日本大百科全書(ニッポニカ) 「スカロン」の意味・わかりやすい解説
スカロン
すかろん
Paul Scarron
(1610―1660)
フランスの詩人、劇作家、小説家。パリに生まれ没す。宗門に入り、1633年、司教シャルル・ド・ボーマノワルに仕え、ル・マンに赴く。40年パリに戻るが、すでに悩んでいた結核性リウマチが高じて、身体(からだ)はねじれ、足は萎(な)え、以後椅子(いす)に座ったきりであったが、病苦に屈せぬ彼は『ビュルレスク詩集』(1643)、『ティポン、または神と巨人の戦い』(1644)、『戯作ウェルギリウス』(1648~59)によってすべてを滑稽(こっけい)しさる道化調(ビュルレスク)burlesqueの流行を促す一方、『ジョドレ』(1643)、『平手打ちをくったジョドレ』(1647)、『滑稽な相続人』(1649)などの喜劇を発表した。
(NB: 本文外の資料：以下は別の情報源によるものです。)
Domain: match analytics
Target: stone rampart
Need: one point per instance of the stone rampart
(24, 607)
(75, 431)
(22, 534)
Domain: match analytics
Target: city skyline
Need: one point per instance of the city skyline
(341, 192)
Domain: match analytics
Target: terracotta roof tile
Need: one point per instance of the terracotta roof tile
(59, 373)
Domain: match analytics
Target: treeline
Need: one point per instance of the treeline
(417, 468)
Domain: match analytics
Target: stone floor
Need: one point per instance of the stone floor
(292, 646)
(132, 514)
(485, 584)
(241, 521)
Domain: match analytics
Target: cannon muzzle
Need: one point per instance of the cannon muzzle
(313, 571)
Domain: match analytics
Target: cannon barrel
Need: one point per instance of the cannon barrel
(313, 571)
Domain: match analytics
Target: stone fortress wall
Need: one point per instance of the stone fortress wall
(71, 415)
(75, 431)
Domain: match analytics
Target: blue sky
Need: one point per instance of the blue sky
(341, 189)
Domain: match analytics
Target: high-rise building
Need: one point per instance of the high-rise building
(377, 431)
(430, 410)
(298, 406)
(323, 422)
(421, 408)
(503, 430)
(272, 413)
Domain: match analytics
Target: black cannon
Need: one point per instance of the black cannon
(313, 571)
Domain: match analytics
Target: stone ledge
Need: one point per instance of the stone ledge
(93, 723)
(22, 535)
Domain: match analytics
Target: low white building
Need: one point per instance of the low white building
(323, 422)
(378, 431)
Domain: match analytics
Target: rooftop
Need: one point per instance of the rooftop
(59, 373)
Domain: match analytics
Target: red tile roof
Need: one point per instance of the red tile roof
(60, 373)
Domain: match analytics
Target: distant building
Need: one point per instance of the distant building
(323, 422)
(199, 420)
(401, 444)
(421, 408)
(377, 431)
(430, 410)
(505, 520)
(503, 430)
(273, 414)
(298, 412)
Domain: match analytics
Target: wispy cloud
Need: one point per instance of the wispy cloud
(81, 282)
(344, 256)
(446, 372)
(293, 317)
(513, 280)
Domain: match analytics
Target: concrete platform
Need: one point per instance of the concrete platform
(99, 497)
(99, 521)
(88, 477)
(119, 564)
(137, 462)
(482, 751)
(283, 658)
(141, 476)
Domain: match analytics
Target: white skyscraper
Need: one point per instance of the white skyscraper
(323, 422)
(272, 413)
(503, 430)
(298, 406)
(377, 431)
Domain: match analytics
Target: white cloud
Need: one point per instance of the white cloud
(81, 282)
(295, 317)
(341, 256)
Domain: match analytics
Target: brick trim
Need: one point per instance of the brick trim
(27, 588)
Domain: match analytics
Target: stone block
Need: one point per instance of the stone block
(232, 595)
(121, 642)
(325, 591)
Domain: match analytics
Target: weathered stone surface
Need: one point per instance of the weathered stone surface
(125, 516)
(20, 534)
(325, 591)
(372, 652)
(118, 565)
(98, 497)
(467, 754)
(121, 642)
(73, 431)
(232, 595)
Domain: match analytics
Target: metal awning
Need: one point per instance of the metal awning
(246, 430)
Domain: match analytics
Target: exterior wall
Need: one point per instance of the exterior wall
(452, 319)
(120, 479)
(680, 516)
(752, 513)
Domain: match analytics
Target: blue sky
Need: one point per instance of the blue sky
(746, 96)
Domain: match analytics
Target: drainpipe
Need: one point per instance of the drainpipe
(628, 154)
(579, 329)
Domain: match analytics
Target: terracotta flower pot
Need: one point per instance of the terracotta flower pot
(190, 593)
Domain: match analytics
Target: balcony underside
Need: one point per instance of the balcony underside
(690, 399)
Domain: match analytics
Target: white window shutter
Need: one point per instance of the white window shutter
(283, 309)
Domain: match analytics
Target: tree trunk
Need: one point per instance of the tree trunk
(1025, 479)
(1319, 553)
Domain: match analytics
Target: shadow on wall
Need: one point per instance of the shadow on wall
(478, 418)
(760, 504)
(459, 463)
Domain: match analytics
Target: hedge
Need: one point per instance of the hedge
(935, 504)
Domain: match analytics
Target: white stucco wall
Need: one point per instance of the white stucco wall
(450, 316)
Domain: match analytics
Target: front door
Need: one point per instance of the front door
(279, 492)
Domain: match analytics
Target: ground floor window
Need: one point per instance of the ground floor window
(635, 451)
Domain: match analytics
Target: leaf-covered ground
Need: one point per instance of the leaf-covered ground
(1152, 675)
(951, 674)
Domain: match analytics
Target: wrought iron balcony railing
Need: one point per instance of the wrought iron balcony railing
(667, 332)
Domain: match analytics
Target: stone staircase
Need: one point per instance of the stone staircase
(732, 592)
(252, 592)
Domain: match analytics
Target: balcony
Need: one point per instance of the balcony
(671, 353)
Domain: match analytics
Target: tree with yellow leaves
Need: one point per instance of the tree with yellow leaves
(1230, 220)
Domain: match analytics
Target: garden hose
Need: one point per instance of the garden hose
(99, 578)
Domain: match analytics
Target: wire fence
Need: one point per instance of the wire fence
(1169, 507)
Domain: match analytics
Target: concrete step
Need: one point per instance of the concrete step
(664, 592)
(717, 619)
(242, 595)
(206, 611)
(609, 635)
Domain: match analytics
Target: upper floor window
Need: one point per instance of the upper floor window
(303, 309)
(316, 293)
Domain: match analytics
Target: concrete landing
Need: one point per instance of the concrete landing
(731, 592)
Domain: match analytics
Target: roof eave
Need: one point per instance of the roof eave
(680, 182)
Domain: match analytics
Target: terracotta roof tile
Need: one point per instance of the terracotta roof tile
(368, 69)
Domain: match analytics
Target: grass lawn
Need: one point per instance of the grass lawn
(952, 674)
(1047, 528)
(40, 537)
52年に詩人アグリッパ・ドービニェの孫娘にあたる薄幸の孤児フランソアーズ・ドービニェFrançoise d'Aubigné〔後のルイ14世の寵妃(ちょうひ)マントノン夫人(1635―1719)Mme de Maintenon〕と結婚、そのサロンは彼の才知と妻の美貌(びぼう)でにぎわった。代表作としては、田舎(いなか)町ル・マンを舞台に展開する旅役者一座と、これを取り巻く町の人々が醸し出す数々の滑稽で陽気な事件を語る現実派小説の傑作『ロマン・コミック』Roman comique(1651~57)がある。